“Senza Gerusalemme non c’è vita”

“Sono venuto a dire ai prigionieri di Giudea, il cui spirito aleggia qui in questo luogo, e i cui simboli di indipendenza – la loro indipendenza perduta, la nostra indipendenza – sono scolpiti qui su questo marmo: ‘Abbiamo mantenuto la promessa. E saremo consolati con la ricostruzione di Sion'”.

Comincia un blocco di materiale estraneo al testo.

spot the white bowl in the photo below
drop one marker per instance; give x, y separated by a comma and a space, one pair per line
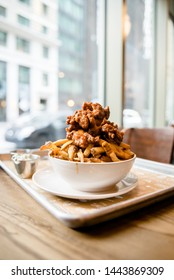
91, 176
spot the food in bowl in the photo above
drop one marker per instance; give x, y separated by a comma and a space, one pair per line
93, 156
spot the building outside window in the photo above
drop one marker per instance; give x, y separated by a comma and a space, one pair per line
3, 38
22, 45
44, 29
25, 1
23, 20
138, 73
79, 51
2, 11
45, 9
45, 52
170, 73
45, 79
24, 89
3, 81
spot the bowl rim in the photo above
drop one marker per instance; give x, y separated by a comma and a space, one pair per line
91, 163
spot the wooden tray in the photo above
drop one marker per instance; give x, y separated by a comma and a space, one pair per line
155, 182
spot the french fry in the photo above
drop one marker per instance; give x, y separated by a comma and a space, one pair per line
80, 155
72, 151
96, 151
60, 142
108, 150
66, 144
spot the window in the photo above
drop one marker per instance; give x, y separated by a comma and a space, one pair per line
2, 11
22, 45
45, 79
25, 1
138, 73
45, 52
80, 52
23, 20
44, 29
3, 38
170, 73
45, 9
3, 82
24, 89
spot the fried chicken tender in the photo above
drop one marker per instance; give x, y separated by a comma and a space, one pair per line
90, 123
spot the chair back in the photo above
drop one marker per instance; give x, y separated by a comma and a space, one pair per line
151, 143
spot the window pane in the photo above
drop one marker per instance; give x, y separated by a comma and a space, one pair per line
2, 11
58, 62
22, 45
24, 89
170, 74
25, 1
79, 23
138, 75
3, 38
23, 21
2, 91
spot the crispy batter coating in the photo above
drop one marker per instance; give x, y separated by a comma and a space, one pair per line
90, 124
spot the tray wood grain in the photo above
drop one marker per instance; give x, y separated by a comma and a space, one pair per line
155, 182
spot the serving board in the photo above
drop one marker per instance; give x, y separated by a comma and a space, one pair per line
155, 182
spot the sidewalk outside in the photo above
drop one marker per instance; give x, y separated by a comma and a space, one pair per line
4, 145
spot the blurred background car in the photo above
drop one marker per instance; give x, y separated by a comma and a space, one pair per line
33, 130
131, 118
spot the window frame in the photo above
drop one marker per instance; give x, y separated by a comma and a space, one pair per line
114, 76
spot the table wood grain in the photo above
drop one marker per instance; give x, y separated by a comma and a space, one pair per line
28, 231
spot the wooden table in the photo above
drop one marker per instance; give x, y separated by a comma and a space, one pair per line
28, 231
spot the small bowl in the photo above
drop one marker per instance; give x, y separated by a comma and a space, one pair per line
25, 164
91, 177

In occasione del suo primo Tisha Be Av da ambasciatore d’Israele a Roma Dror Eydar ha scelto di tornare nel luogo dal quale aveva scelto di iniziare la sua missione in Italia: l’arco di Tito, dove come noto sono raffigurati gli ebrei fatti prigionieri dai romani intenti a trasportare la Menorah del Secondo Tempio di Gerusalemme appena andato distrutto.

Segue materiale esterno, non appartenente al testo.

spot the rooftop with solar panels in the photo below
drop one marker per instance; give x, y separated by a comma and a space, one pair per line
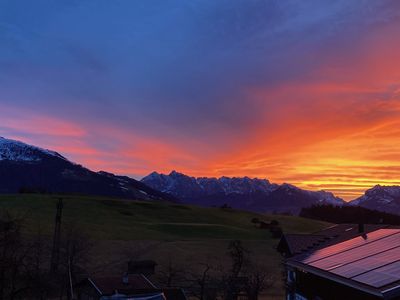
369, 262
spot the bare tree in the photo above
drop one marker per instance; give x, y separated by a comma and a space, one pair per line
258, 280
171, 274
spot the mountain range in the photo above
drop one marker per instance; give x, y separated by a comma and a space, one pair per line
239, 192
27, 168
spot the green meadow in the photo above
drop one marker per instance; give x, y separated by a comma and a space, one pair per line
165, 232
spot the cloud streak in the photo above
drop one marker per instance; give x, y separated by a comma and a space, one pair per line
304, 92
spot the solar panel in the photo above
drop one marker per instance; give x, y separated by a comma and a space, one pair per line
346, 245
381, 276
374, 260
368, 263
358, 253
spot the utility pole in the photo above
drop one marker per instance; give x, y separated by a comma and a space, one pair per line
55, 254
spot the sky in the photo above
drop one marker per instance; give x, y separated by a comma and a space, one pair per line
303, 92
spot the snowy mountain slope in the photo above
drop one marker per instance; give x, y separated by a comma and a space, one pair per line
17, 151
27, 168
384, 198
245, 193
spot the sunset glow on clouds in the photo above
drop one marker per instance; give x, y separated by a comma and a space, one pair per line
300, 92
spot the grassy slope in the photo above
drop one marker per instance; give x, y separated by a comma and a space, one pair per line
108, 219
189, 235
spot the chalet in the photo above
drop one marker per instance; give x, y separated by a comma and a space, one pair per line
294, 244
132, 286
356, 262
145, 267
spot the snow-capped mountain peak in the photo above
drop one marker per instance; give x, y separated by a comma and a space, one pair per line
13, 150
380, 197
240, 192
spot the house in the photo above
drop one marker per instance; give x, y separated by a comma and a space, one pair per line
145, 267
361, 263
294, 244
132, 286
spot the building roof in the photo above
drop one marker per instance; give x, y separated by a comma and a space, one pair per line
138, 285
108, 285
370, 262
174, 294
301, 243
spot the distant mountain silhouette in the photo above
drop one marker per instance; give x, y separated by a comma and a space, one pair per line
244, 193
383, 198
26, 168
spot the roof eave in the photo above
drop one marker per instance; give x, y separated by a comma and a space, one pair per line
336, 278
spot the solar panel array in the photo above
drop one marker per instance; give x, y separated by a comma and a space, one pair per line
372, 259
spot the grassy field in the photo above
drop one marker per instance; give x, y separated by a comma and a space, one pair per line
164, 232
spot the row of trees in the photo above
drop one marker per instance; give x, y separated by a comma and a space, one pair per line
244, 277
25, 261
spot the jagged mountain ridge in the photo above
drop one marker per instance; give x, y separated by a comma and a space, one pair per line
239, 192
27, 168
383, 198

“Da migliaia di anni, ogni anno, nel 9 del mese di Av, il popolo ebraico ha pianto la distruzione di Gerusalemme e del suo Tempio. Su questa data – ricorda Eydar in un videomessaggio diffuso alla vigilia del digiuno, che ricorda quello e altri eventi luttuosi – sono state caricate tutte le nostre avversità nazionali e personali, come popolo e come individui. Abbiamo ripetuto i racconti della distruzione, i componimenti poetici della lutto, ‘sedevamo e piangevamo ricordandoci di Sion’. Questo ricordo ci ha preservati nelle varie diaspore in cui siamo stati dispersi. La speranza che un giorno saremmo tornati a casa, a Sion. In tutti i popoli e tutte le religioni si benedice il cibo. Ma noi abbiamo brevettato una ‘formula’ tutta nostra: ‘Grazie, Dio, per il cibo; ma non dimenticare di ricostruire Gerusalemme”’ Questo abbiamo ripetuto, ogni giorno, per migliaia di anni. I nostri saggi hanno insegnato che, come è impossibile per l’uomo vivere senza cibo, così è impossibile per il popolo ebraico vivere senza Gerusalemme”.